Johnny, you bring to the Copper Ridge Conference (CRCC) project the benefit of a long career as an actuary and considerable experience in the insurance business. As such, you are very well placed to tell us about some of the donation methods CRCC donors might wish to take advantage of.
Sure. Yes, we are all probably familiar with the common ways we can financially assist the building and operation of Copper Ridge Conference Centre: funds donated as cash, by cheque, by a monthly withdrawal from your bank account, or by monthly donations via your credit card. But I suspect very few of us are familiar with stock donations.
Stock donations? That’s probably new to most of us. Could you explain this concept?
Yes. Donating shares is a very tax-efficient way of donating.
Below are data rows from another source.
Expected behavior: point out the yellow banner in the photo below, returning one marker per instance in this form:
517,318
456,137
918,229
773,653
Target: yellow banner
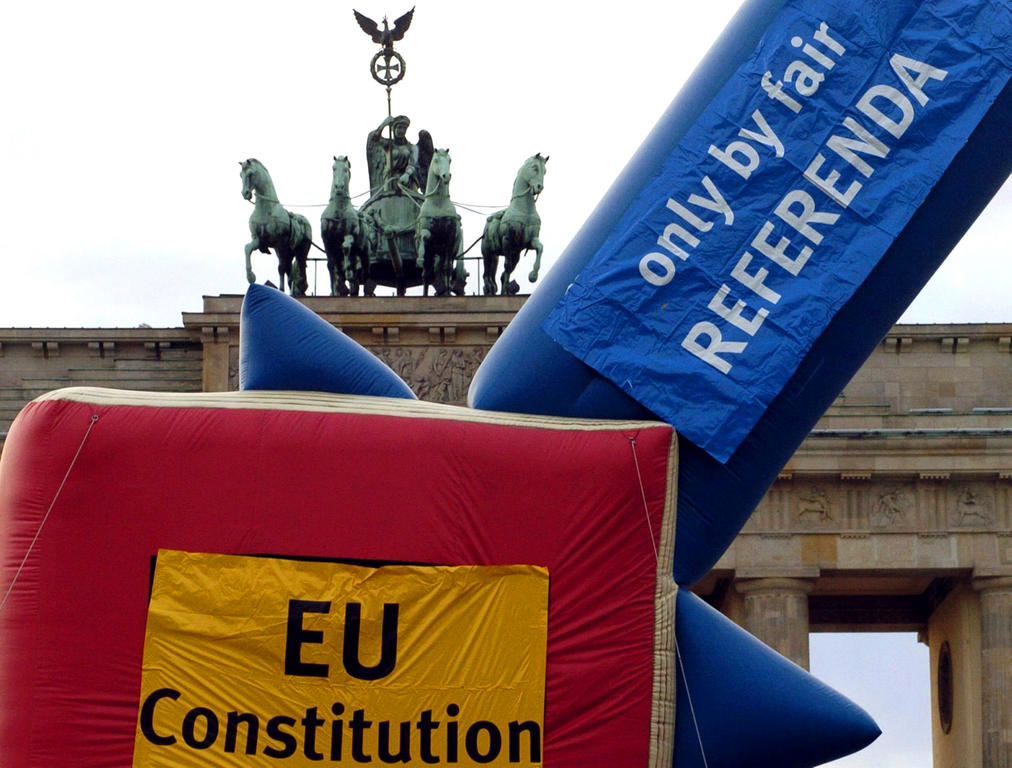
262,661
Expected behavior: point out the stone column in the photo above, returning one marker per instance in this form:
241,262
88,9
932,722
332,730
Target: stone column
216,358
776,611
996,669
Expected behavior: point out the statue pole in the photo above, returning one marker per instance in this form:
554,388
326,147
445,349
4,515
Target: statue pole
388,67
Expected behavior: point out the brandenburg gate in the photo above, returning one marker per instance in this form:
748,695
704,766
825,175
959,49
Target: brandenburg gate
896,513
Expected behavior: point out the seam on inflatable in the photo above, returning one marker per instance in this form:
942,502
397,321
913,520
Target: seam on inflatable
330,403
662,716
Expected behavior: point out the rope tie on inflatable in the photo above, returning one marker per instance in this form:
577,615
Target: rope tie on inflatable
688,695
643,494
94,418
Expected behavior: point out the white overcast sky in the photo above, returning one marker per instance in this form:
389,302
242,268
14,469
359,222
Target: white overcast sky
123,123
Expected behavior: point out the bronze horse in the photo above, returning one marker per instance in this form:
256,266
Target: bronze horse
272,227
348,237
438,236
511,232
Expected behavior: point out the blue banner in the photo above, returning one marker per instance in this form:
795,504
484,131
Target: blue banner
729,265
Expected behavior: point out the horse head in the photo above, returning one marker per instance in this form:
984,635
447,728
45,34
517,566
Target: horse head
342,175
252,173
439,174
530,177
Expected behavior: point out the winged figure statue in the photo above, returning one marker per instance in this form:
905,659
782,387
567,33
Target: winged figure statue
386,36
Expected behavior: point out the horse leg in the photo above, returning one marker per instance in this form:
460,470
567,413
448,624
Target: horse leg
250,247
283,269
347,264
510,260
536,244
332,268
300,276
421,236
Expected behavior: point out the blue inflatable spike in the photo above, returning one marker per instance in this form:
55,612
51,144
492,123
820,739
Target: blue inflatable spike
527,370
284,345
744,704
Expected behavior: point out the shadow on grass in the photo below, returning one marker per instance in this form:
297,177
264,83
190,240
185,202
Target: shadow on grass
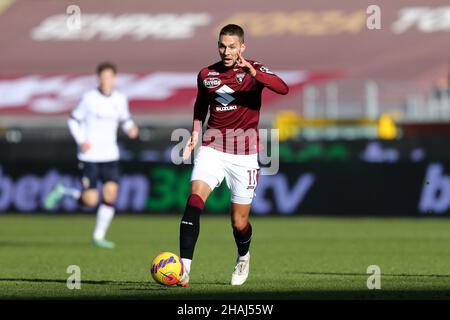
402,275
142,290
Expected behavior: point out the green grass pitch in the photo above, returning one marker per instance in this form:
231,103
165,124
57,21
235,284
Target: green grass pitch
292,258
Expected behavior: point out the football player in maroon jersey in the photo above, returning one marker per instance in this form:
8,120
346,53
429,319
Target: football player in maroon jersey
231,91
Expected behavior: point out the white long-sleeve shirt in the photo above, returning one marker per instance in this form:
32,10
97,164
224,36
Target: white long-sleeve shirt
95,120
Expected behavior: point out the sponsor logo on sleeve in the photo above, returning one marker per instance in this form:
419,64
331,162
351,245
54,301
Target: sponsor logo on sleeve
240,77
265,70
211,82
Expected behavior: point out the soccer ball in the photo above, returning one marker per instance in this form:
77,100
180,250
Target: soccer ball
167,268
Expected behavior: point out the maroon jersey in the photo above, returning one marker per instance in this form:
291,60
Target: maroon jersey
233,98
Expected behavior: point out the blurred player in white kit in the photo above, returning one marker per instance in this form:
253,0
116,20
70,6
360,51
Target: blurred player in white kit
93,125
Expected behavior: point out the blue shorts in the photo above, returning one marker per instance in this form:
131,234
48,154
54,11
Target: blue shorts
92,172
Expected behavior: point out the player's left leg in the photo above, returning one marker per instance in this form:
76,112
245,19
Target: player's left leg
106,210
242,182
242,232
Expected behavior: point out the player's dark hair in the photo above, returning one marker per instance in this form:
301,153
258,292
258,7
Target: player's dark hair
106,66
233,30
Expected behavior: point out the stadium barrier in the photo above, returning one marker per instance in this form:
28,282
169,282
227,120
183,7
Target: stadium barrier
327,188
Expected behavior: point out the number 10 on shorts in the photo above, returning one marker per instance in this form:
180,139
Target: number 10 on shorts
253,176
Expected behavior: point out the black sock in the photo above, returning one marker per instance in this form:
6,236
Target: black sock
243,239
190,226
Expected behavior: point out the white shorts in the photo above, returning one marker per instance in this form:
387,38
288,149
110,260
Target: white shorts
240,172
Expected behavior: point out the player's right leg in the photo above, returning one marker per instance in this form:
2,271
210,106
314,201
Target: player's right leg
206,175
88,180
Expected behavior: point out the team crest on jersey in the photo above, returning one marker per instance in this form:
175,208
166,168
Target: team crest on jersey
266,70
240,77
211,82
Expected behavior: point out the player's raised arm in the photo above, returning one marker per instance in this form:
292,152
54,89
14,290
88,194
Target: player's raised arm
263,75
200,112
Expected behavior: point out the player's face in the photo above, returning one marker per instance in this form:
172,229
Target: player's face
107,79
229,47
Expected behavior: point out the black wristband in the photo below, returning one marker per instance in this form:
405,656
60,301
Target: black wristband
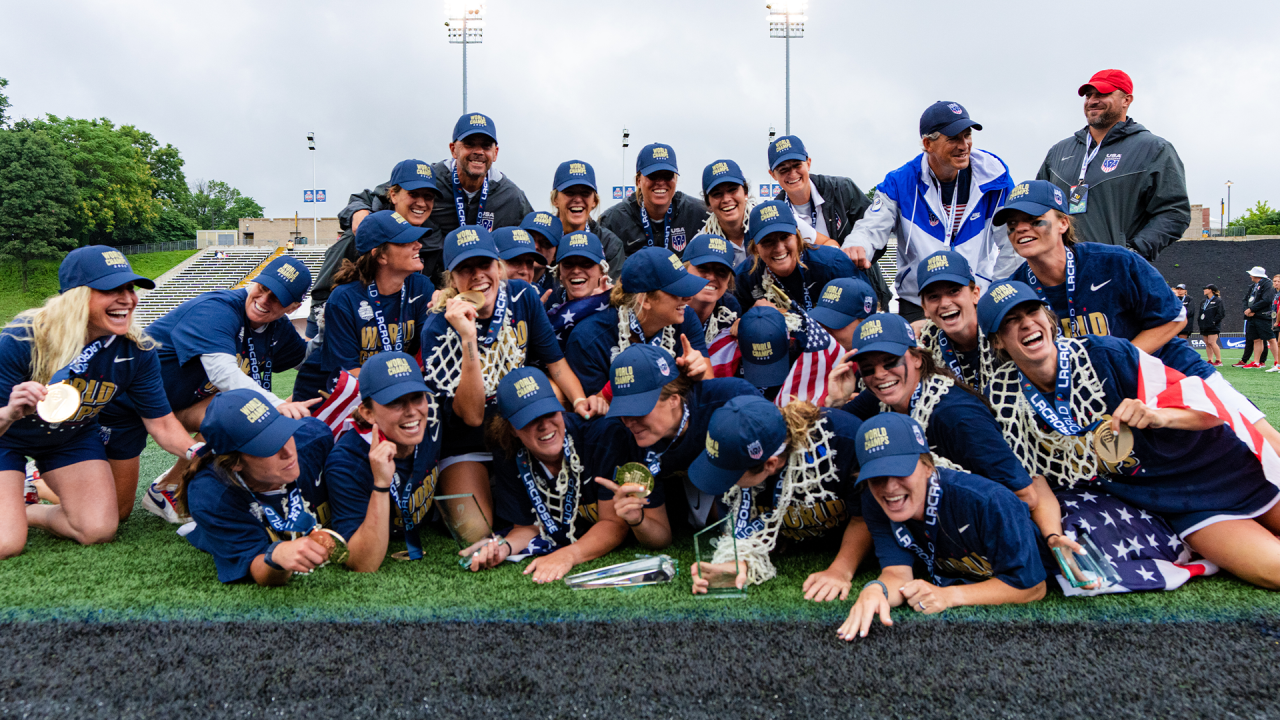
266,556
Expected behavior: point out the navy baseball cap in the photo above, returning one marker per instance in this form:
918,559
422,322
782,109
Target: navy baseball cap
415,174
944,265
243,420
583,244
287,277
638,376
707,247
387,226
513,242
525,395
1033,197
842,301
769,217
720,173
544,224
786,147
466,242
475,123
762,336
574,172
885,332
890,446
946,117
656,156
1000,299
743,433
657,268
100,268
389,376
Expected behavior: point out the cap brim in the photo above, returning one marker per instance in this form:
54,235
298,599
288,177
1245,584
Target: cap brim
830,318
391,393
117,279
272,438
634,405
534,410
890,466
709,478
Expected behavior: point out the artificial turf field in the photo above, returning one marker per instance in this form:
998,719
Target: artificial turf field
141,628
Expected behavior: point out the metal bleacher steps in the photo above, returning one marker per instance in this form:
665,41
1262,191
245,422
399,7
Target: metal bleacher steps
208,272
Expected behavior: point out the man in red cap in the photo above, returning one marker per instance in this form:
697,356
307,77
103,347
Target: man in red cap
1124,185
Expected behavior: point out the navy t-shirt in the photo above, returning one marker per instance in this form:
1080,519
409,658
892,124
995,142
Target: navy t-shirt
973,531
1119,294
511,499
225,524
215,322
613,443
964,431
822,264
351,331
525,314
812,522
350,481
593,345
118,368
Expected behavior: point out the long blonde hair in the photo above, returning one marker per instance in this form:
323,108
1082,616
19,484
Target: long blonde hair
56,332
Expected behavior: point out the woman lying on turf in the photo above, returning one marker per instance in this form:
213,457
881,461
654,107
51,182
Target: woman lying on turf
382,475
973,538
543,483
255,491
790,472
87,338
1206,478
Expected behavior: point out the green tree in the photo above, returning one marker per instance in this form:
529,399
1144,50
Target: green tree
37,197
219,206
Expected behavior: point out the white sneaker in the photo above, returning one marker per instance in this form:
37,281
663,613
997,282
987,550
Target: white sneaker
159,501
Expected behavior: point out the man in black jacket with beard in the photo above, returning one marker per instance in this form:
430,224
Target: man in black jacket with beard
1124,185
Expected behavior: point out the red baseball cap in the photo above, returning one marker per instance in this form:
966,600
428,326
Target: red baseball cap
1109,82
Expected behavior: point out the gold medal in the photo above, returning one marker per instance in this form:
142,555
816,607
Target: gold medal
1112,447
474,297
59,405
635,474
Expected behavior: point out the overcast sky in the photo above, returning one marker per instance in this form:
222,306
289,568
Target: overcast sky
236,85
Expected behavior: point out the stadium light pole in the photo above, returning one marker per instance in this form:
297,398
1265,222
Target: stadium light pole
315,223
466,27
786,21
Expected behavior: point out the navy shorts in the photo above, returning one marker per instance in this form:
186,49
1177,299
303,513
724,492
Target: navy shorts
72,447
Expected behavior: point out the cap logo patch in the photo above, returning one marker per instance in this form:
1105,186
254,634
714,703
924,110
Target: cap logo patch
525,387
397,367
254,410
1002,292
876,438
624,376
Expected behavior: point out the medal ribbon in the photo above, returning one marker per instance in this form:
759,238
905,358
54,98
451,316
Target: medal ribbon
461,205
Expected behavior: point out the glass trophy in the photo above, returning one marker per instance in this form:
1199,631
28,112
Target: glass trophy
645,570
721,577
465,520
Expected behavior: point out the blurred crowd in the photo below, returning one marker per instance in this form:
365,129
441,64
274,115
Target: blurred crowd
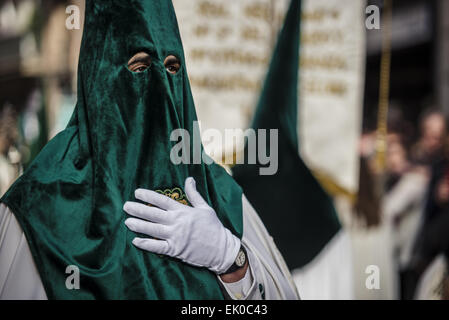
411,194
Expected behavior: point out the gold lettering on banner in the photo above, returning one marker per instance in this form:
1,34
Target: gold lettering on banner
210,9
228,56
320,37
230,83
325,87
320,14
330,63
259,11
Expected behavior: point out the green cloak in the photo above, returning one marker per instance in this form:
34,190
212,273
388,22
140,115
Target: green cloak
69,202
295,209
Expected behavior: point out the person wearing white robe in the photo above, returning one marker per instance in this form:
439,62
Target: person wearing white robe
267,276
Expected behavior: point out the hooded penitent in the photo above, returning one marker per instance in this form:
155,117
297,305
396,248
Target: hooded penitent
69,202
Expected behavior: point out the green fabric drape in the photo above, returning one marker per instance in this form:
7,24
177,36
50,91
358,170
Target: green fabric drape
295,209
69,202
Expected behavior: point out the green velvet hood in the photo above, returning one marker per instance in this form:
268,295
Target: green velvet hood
69,202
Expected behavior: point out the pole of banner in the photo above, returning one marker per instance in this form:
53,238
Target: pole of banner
384,87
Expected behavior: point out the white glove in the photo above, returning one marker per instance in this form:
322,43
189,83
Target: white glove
194,235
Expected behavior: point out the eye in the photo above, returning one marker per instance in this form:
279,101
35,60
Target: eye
139,62
172,64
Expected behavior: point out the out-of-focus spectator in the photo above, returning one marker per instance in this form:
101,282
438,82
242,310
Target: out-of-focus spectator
433,238
433,129
406,186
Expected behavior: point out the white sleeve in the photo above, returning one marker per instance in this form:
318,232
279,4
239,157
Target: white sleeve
19,278
267,276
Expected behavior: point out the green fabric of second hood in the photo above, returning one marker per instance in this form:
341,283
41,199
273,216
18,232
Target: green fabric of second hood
69,202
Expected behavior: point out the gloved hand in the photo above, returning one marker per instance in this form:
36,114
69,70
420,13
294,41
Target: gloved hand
194,235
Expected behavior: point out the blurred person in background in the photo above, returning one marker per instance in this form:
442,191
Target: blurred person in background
403,201
433,237
428,148
9,170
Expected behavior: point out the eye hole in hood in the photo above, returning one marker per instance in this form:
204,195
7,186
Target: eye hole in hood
142,61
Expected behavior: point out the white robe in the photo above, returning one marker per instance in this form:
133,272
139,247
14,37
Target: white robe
267,276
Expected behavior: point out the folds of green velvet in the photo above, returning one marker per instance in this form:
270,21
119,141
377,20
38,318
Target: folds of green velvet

In most cases, when you sell stocks that have gone up in market price since you bought them, the difference (that is, the money you make on them) results in what is called a capital gain.
Now, this capital gain may be used to offset any capital losses you incur in the sale of other stocks; the ones that actually lost value!
Generally, 50% of the net capital gain on your stocks is deemed taxable income.
So, if you have no capital losses to offset your capital gain, it would be beneficial (from an income-tax perspective) to donate the stocks rather than to sell them.
And, of course, the charity receiving your donation will benefit from your generosity too.
Yes, very much so.
As a donor you receive from the charity a tax receipt for the full market value of the stocks you donate.
In this way you will not be assessed a capital gain.
So, in other words, as a donor you won’t have to pay income tax on the difference between the present market value of stocks and what they originally cost you.
Yes, exactly.
And you would be issued an income tax receipt for the full current value of the stocks.